Tuesday, August 02, 2005

By the River

Every time I listen to “London Calling” by the Clash and hear the line, “And I… live by the river” I think of some old Chris Farley skit. What was it? He’s some sort of high-pressure sales guy or motivational speaker… can’t recall. I just remember that he keeps telling them he lives “in a van by the river.”

***

Been listening to Buddy Guy’s Sweet Tea album a bit lately, as Launch finally picked it up.

Imagine this:

You’re Buddy Guy. You’ve played with Muddy Waters, Howlin’ Wolf, and somehow managed to get some acclaim from your overlong partnership with Junior Wells. Eric Clapton says you’re the best guitarist he’s ever heard. Jimi Hendrix stood at your feet while you staked your turf back in the 60s. You’ve won tons of awards, you hung out with Stevie Ray Vaughan, and in fact, you helped put Chicago on the blues map.

And suddenly you make an album styled after the new sounds coming out of Mississippi’s hill country. This isn’t the delta stuff, the wellspring for the blues as we know it. This is the repetitive, droning, riff-based music knocked out by guys like RL Burnside and the late Junior Kimbrough. Hell, some areas up there are so isolated that a fife and drum “blues” tradition has survived, which has distinct parallels and origins in Senegal.

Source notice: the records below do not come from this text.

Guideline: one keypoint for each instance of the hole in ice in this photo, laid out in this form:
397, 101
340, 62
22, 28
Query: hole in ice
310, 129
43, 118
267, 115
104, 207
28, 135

Was it your choice? Or did someone point out to you that the blues is evolving without you, maybe wield a little influence? Maybe you found yourself diggin’ the sounds of guys like Robert Belfour and other Fat Possum artists.

(Strange, eh?)

***

Come on lunch!

1 comment:

Anonymous said...

I seem to recall (and it's been a long time since I read this, so don't take it as gospel) that Buddy Guy wasn't familiar with the North Mississippi blues until his producer introduced it to him. But supposedly he loved it and was quite eager to do an album in that style. But I've also heard that the approach was "forced" on him as a way to make him appeal to the undie and garage rockers who listen exclusively to Fat Possum stuff when they listen to blues.

I would suspect the former more than the latter. And I think Buddy did a nice job of incorporating the Burnside/Kimbrough approach into his own solo-happy style, regardless of the motivation. God knows he needed a change.